Unlike many other young women “in trouble” in the 1950s, Joan was fortunate to have a supportive family and connections to Dr. Desmet. Joan was able to finish out her pregnancy in the home of her doctor’s friends in Paterson, rather than in a maternity hospital.
Joan’s parents, both quite clever and creative, concocted an elaborate ruse to keep her home as long as they could. When she began to show, they convinced the school Joan had mononucleosis. All of her homework and tests were sent home to be completed. After the school year ended, Joan “recovered” from mono. Her parents told everyone she went off to summer camp in New England.
Though most of Robert’s questions have been answered, we’ll never know exactly what the summer of 1955 was like for Joan. Instead of dwelling on the past, though, Robert and Carolyn will look toward the future. In each of them, a piece of their mother lives on.
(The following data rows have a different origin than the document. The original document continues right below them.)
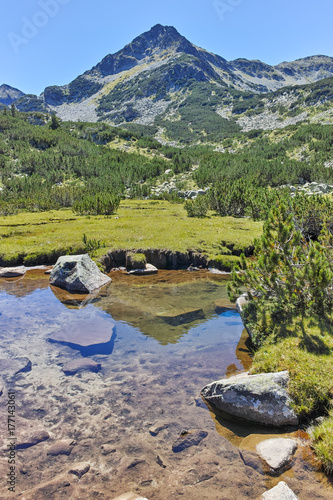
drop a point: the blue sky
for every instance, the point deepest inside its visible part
(50, 42)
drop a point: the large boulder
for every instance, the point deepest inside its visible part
(280, 492)
(77, 273)
(259, 398)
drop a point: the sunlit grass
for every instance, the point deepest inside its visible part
(305, 349)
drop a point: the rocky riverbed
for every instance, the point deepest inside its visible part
(102, 423)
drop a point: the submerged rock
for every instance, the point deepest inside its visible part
(78, 273)
(12, 272)
(277, 452)
(180, 317)
(259, 398)
(79, 469)
(81, 365)
(145, 271)
(279, 492)
(87, 333)
(129, 496)
(12, 366)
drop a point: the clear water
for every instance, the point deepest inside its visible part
(166, 337)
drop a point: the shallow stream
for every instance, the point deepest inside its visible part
(161, 339)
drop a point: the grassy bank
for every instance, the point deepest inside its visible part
(304, 347)
(34, 238)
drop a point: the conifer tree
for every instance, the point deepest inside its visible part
(54, 122)
(290, 274)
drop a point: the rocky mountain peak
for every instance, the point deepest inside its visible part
(151, 43)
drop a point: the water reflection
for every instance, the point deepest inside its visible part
(151, 373)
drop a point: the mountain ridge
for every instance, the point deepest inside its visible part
(161, 77)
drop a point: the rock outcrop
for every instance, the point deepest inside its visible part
(279, 492)
(77, 273)
(277, 452)
(147, 270)
(12, 272)
(259, 398)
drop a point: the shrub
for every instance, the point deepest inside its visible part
(197, 208)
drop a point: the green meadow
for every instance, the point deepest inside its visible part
(36, 238)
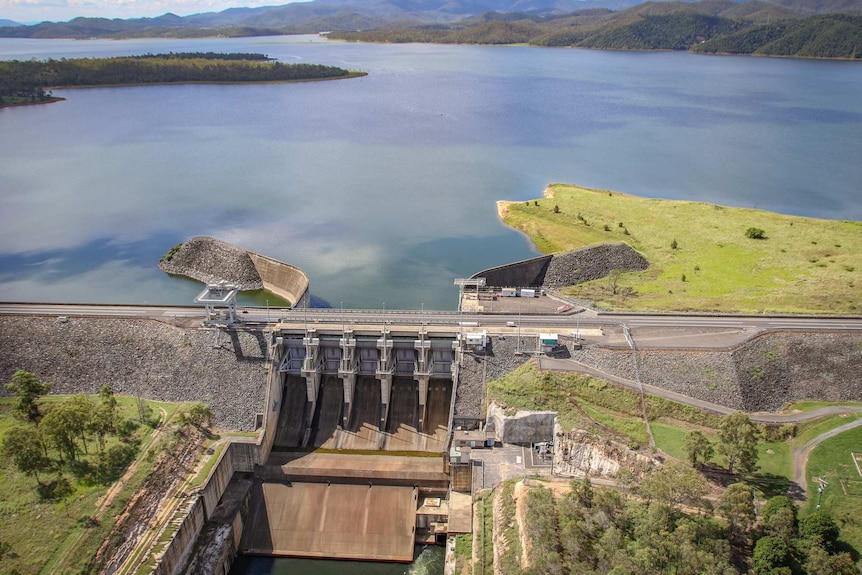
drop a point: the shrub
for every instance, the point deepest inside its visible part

I wasn’t able to figure out how Robert is related to my “grandma” Jackie, but she was thrilled to receive a thank you card from her new distant-cousin Robert in the mail.
I want to thank Robert and Carolyn for inviting me to tag along the the day they finally met in-person and Joyce for contributing her memories to this story. I wish them all the best of luck and hope they have many more phone calls and family reunions.